Label for non-diseased group (default = "Control").

positive_label

Label for diseased group (default = "Disease").

ylab

Y-axis label (default = "Plasma biomarker").

add_table

Logical, whether to add confusion table below plot (default = NULL).

point_alpha

Numeric, transparency for points (default = 0.55).

Details

Subjects are classified as:

The plot shows jittered biomarker values by true group, with horizontal dashed lines indicating the rule-out (c_L) and rule-in (c_H) thresholds. Points are colored by predicted classification.

Value

Confusion tables for each panel (invisible).

Author(s)

Bhrigu Kumar Rajbongshi, Seyed Ehsan Saffari and Nastaran Marzban

Examples

n <- 500
set.seed(123)

# outcome
DISEASE <- rbinom(n, 1, 0.35)

# biomarker depends on disease
PTAU <- rnorm(n, mean = 25 + 10 * DISEASE, sd = 8)

# confounders (optional noise)
AGE <- round(rnorm(n, 73, 7))
SEX <- sample(c(0, 1), n, replace = TRUE)
BMI <- rnorm(n, 25, 4)
HTN <- rbinom(n, 1, 0.3)
DM <- rbinom(n, 1, 0.2)

df <- data.frame(PTAU, AGE, SEX, BMI, HTN, DM, DISEASE)

res <- adjust_score(
df,
biomarker = "PTAU",
outcome = "DISEASE",
confounders = c("AGE","SEX","BMI","HTN","DM"))

cutoffs <- derive_cutoffs_percentile(res, biomarker = "PTAU")
plot_two_cutoff(cutoffs, biomarker = "PTAU", outcome = "DISEASE")

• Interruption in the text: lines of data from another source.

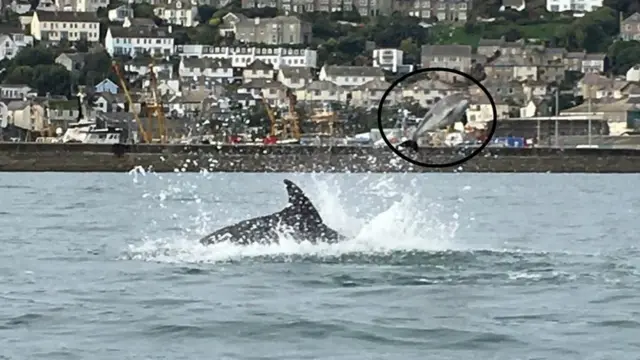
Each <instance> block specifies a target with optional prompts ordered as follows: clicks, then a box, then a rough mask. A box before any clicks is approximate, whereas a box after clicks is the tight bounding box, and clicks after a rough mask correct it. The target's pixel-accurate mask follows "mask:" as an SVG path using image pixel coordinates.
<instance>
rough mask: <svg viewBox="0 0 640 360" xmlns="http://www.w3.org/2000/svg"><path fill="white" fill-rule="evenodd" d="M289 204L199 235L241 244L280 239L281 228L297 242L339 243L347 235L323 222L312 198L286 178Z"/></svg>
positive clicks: (241, 244)
mask: <svg viewBox="0 0 640 360" xmlns="http://www.w3.org/2000/svg"><path fill="white" fill-rule="evenodd" d="M284 183H285V185H286V187H287V194H288V195H289V204H288V205H287V206H286V207H285V208H284V209H282V210H281V211H278V212H277V213H274V214H271V215H265V216H260V217H256V218H253V219H248V220H244V221H241V222H239V223H237V224H234V225H229V226H226V227H224V228H222V229H220V230H217V231H215V232H213V233H212V234H209V235H207V236H205V237H204V238H202V239H200V243H201V244H203V245H210V244H215V243H219V242H223V241H229V242H232V243H236V244H239V245H249V244H253V243H260V244H272V243H278V230H284V231H287V233H288V235H289V236H291V237H293V239H295V240H296V241H298V242H302V241H309V242H311V243H314V244H315V243H319V242H326V243H336V242H339V241H343V240H346V237H345V236H343V235H341V234H340V233H338V232H337V231H335V230H333V229H331V228H330V227H328V226H327V225H325V224H324V222H323V221H322V218H321V217H320V214H319V213H318V211H317V210H316V208H315V207H314V206H313V204H312V203H311V200H309V198H308V197H307V196H306V195H305V194H304V192H303V191H302V190H301V189H300V188H299V187H298V186H297V185H296V184H294V183H293V182H292V181H291V180H284Z"/></svg>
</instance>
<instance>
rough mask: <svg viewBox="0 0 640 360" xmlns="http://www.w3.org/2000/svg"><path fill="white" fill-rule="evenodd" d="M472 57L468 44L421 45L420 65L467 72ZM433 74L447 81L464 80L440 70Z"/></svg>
mask: <svg viewBox="0 0 640 360" xmlns="http://www.w3.org/2000/svg"><path fill="white" fill-rule="evenodd" d="M472 58H473V55H472V54H471V46H468V45H423V46H422V54H421V63H422V64H421V65H422V67H423V68H427V67H442V68H448V69H455V70H460V71H463V72H469V70H470V69H471V60H472ZM435 75H437V76H438V77H439V78H440V79H442V80H444V81H447V82H455V81H461V80H462V81H464V79H463V78H461V77H460V76H458V75H456V74H454V73H451V72H445V71H440V72H438V73H437V74H435Z"/></svg>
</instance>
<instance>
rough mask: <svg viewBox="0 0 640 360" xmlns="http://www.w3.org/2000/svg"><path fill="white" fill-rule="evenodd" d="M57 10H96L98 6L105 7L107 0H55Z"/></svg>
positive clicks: (103, 7) (89, 11)
mask: <svg viewBox="0 0 640 360" xmlns="http://www.w3.org/2000/svg"><path fill="white" fill-rule="evenodd" d="M55 4H56V9H57V10H58V11H80V12H86V11H89V12H96V11H98V9H99V8H101V7H103V8H105V9H106V8H107V6H109V0H55Z"/></svg>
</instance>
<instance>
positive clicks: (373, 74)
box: [318, 65, 385, 87]
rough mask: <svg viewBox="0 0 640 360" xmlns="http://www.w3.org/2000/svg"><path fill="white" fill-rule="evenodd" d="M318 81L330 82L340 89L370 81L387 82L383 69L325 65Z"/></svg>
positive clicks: (356, 66) (350, 86) (353, 85)
mask: <svg viewBox="0 0 640 360" xmlns="http://www.w3.org/2000/svg"><path fill="white" fill-rule="evenodd" d="M318 79H319V80H322V81H330V82H332V83H334V84H336V85H337V86H340V87H353V86H361V85H364V84H366V83H368V82H369V81H373V80H378V81H385V78H384V73H383V72H382V70H381V69H379V68H375V67H369V66H336V65H324V66H323V67H322V69H320V74H319V75H318Z"/></svg>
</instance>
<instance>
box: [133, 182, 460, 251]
mask: <svg viewBox="0 0 640 360" xmlns="http://www.w3.org/2000/svg"><path fill="white" fill-rule="evenodd" d="M132 175H133V177H134V181H136V182H138V181H139V180H140V179H139V178H138V177H137V176H136V175H138V173H137V172H133V173H132ZM147 175H153V176H155V178H156V180H158V181H161V182H162V185H163V187H164V189H162V190H161V191H159V192H158V193H156V194H153V193H151V192H146V193H145V194H144V195H143V196H144V197H145V201H148V202H149V208H150V209H152V208H154V207H169V206H171V205H167V204H166V199H167V197H169V196H173V197H179V198H183V199H185V200H182V201H181V203H182V204H185V205H192V206H191V208H192V209H193V216H192V217H191V218H190V223H191V224H192V225H185V226H184V228H183V229H182V230H183V231H182V234H181V235H179V236H166V237H157V236H156V237H149V236H147V237H145V238H143V239H141V240H139V241H136V242H134V243H133V244H130V245H129V246H128V249H127V250H126V255H125V257H126V258H128V259H137V260H143V261H158V262H170V263H200V262H219V261H230V260H239V259H241V258H247V257H265V256H267V257H268V256H276V255H277V256H290V255H298V256H320V257H323V256H340V255H343V254H349V253H371V254H373V253H387V252H391V251H439V250H447V249H454V248H456V247H457V246H456V244H455V241H454V240H455V234H456V230H457V229H458V220H457V219H456V218H455V214H453V215H454V216H451V214H450V213H447V212H446V211H443V210H445V209H443V208H442V207H441V206H439V205H438V204H437V202H435V201H429V199H423V198H421V197H420V196H416V195H415V194H416V191H417V190H416V189H417V186H418V185H416V182H413V183H412V184H411V185H410V186H407V182H406V181H404V182H403V181H398V180H399V179H398V177H397V176H383V177H380V176H377V175H376V176H374V175H372V176H369V177H367V178H364V179H363V180H360V181H359V182H358V186H359V188H358V191H361V192H363V193H367V194H371V195H375V196H378V197H379V199H382V200H383V202H384V203H385V204H388V205H387V206H386V207H385V208H386V210H383V211H380V212H378V213H377V214H375V213H374V214H368V216H367V218H359V217H358V216H357V215H356V214H358V213H360V212H363V213H366V212H367V211H360V210H362V209H359V207H365V208H366V209H371V208H373V207H372V205H371V204H367V203H362V204H354V203H351V204H348V203H347V202H346V200H345V196H343V191H347V192H349V191H352V189H350V188H348V189H342V188H340V186H338V185H339V184H340V183H339V182H338V180H337V179H335V177H332V176H330V175H316V176H312V181H311V182H310V183H309V181H304V184H301V187H302V188H303V190H304V191H305V193H306V194H307V195H308V196H309V198H310V199H311V200H312V202H313V203H314V204H315V205H316V207H317V208H318V211H319V212H320V214H321V216H322V217H323V219H324V221H325V223H326V224H327V225H329V226H330V227H332V228H334V229H336V230H338V231H340V232H341V233H343V234H345V235H347V236H349V237H350V240H348V241H345V242H342V243H339V244H324V243H321V244H311V243H308V242H303V243H297V242H295V241H293V240H292V239H291V238H289V237H287V236H286V234H281V237H280V243H279V244H272V245H260V244H254V245H249V246H239V245H235V244H232V243H219V244H214V245H210V246H203V245H200V244H199V243H198V239H199V238H201V237H202V236H204V235H206V234H207V233H208V232H211V231H213V230H215V229H211V228H209V224H210V219H211V216H212V213H211V212H207V211H205V210H204V208H205V206H203V203H202V201H201V199H200V197H199V196H198V187H197V186H196V185H195V182H196V181H193V182H191V181H189V177H188V175H186V174H181V173H179V174H173V175H171V176H166V177H165V178H162V177H161V176H160V175H157V174H154V173H147ZM189 175H191V176H192V177H191V179H196V177H207V176H211V174H210V173H209V174H205V173H201V174H189ZM146 178H149V176H147V177H146ZM196 180H202V179H196ZM292 180H294V181H296V176H294V177H292ZM296 182H298V183H300V181H296ZM274 183H278V184H279V183H280V180H278V181H277V182H274ZM138 186H144V184H138ZM249 191H250V190H249ZM282 196H283V197H284V196H285V195H284V194H282ZM216 200H218V199H216ZM235 201H238V200H237V199H235ZM283 201H286V200H284V199H283ZM220 203H221V206H218V209H217V210H218V211H217V212H216V215H215V216H216V217H217V218H219V216H220V214H223V213H226V210H225V208H226V206H225V205H224V202H220ZM378 206H380V204H378ZM208 207H209V208H210V207H211V204H208ZM276 210H277V209H274V210H273V211H276ZM254 216H255V215H254ZM235 217H236V218H234V219H229V220H230V221H229V223H233V222H234V221H239V220H242V218H237V214H236V215H235ZM158 221H160V219H159V220H158ZM149 226H150V227H151V229H149V231H148V233H154V231H152V230H153V227H154V226H160V225H158V224H153V223H152V224H150V225H149ZM155 233H157V231H155Z"/></svg>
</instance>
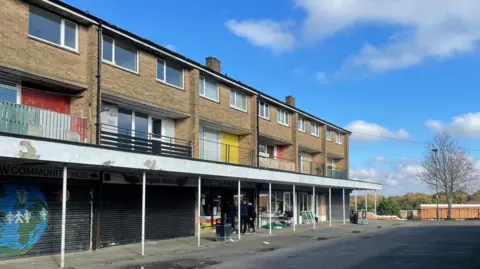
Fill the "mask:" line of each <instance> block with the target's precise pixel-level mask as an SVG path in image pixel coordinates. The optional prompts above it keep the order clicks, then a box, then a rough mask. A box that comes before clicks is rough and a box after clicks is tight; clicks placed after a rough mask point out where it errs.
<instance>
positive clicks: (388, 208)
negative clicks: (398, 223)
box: [377, 197, 400, 216]
mask: <svg viewBox="0 0 480 269" xmlns="http://www.w3.org/2000/svg"><path fill="white" fill-rule="evenodd" d="M377 211H378V214H379V215H385V216H400V204H399V203H398V201H397V200H396V199H395V198H394V197H388V198H384V199H382V200H381V201H380V204H379V205H378V208H377Z"/></svg>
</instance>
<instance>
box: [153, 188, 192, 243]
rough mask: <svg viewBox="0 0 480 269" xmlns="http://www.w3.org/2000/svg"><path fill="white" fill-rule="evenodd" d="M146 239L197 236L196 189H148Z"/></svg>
mask: <svg viewBox="0 0 480 269" xmlns="http://www.w3.org/2000/svg"><path fill="white" fill-rule="evenodd" d="M146 214H147V219H146V238H147V239H150V240H154V239H163V238H172V237H181V236H191V235H194V234H195V189H194V188H181V187H164V186H153V187H151V188H147V208H146Z"/></svg>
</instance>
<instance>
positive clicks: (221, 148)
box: [199, 139, 255, 166]
mask: <svg viewBox="0 0 480 269" xmlns="http://www.w3.org/2000/svg"><path fill="white" fill-rule="evenodd" d="M199 152H200V154H199V158H200V159H202V160H209V161H216V162H223V163H232V164H242V165H248V166H254V165H255V151H254V150H252V149H249V148H244V147H238V146H234V145H229V144H225V143H220V142H216V141H213V140H208V139H200V151H199Z"/></svg>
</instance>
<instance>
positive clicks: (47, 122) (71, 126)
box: [0, 101, 88, 143]
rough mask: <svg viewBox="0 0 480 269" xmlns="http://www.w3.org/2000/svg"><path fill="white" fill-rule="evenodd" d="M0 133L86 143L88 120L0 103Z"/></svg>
mask: <svg viewBox="0 0 480 269" xmlns="http://www.w3.org/2000/svg"><path fill="white" fill-rule="evenodd" d="M0 132H5V133H11V134H19V135H31V136H38V137H44V138H51V139H58V140H65V141H73V142H82V143H87V142H88V119H87V118H83V117H77V116H71V115H68V114H62V113H58V112H54V111H50V110H45V109H40V108H36V107H30V106H24V105H19V104H14V103H9V102H3V101H0Z"/></svg>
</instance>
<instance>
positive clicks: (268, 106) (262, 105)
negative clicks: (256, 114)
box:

Print method for derive_cutoffs_percentile objects

Description

Provides a concise summary of percentile-based cutoff results.

Usage

## S3 method for class 'cutoff.percentile'
print(x, ...)

Arguments

x

An object returned by derive_cutoffs_percentile().

...

Additional arguments (ignored)

Value

Returns print output for the mentioned object


Print method for derive_cutoffs_sensspec objects

Description

Provides a concise summary of ROC-based cutoff results.

Usage

## S3 method for class 'cutoff.sensspec'
print(x, ...)

Arguments

x

An object returned by derive_cutoffs_sensspec().

...

Additional arguments (ignored).

Value

Returns print output for the mentioned object


Print Method for twocutoff.adjscore Objects

Description

The print.twocutoff.adjscore function provides a concise summary of the output from the adjust_score function. It displays mixture parameters, cutoff values, and basic classification counts.

Usage

## S3 method for class 'twocutoff.adjscore'
print(x, ...)

Arguments

x

An object of class twocutoff.adjscore, returned by the adjust_score function.

...

Additional arguments (not used).

Value

The object is returned invisibly after printing a summary.